Geniş bir yüzölçümüne sahip olan Çin Halk Cumhuriyeti'nin görkemli doğası, zengin kültürü, farklı etnik örf ve adetleri, verimli toprakları ve lezzetli yemekleri dünyaca ünlüdür. Bunun yanı ıra Çin, zengin turizm kaynaklarına da sahiptir. Çin'in son dönemde ekonomide sağladığı büyük başarıya paralel olarak turizm sektörü de hızlı bir gelişim göstermektedir. Şu anda Çin'de gezilecek turistik ören yeri sayısı gittikçe artarken, altyapı hizmetleri de iyileştirilmektedir. Bunun doğal bir sonucu olarak Çin'e seyahat eden yabancıların sayısı da günden güne artmaktadır.
Çeşitli turizm kaynaklarına sahip Çin'de farklı turizm faaliyetleri gerçekleştirilebilir. Örneğin deniz seviyesinin 155 metre altında bulunan Turfan Havzası içinde bulunan Aydin Gölü'nün dip noktası ile 8848 metre yükseklikteki dünyanın en yüksek tepesi Everest zirvesi arasında 9000 metrelik bir fark vardır ki bu olağanüstü bir durum arz etmektedir. Başka bir örnek ise Hengduan Dağları üzerinde dört mevsimin bir arada yaşanmasıdır. Bu dağlarda hemen hemen her beş kilometrede değişik bir mevsim yaşanır.
Dünya medeniyetlerinin beşiği olan Çin, parlak tarihi ve kültürünün bir uzantısı olarak pek çok antik esere sahiptir. Ülke turizmi için oldukça ilginç olan bu kalıntılara her geçen gün bir yenisi eklenmektedir.

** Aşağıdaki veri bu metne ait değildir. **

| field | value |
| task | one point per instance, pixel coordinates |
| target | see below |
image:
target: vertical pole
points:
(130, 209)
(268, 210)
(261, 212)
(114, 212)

Çin Halk Cumhuriyeti'nin kurulduğu 1949'dan bu yana 29 ayrı antik çağa ait yerleşim yeri bulunmuştur.
Ülkedeki sayısız tarihi kalıntıdan Çin'in ilk feodal imparatoru olan Qing Shihuang'ın mozolesini koruyan yeraltı ordusu ve atları ile bronz at arabası, dünyanın 8. harikası olarak kabul edilir ve hizmete açılan Yeraltı Ordusu Müzesi her yıl milyonlarca yerli ve yabancı turisti ağırlar. Dunhuang Mogao Mağarası'ndaki duvar resimleri “dünyanın sanat deposu” olarak kabul edilir. Dünyada büyük ün kazanan Çin Seddi, Çin'e her gelenin mutlaka görmek istediği bir yerdir. Bunun dışında Çin'in 56 etnik grubunun özgün tarihi, kültürü, örf ve adetleri de görülmeye değer turizm kaynakları arasında yer alıyor.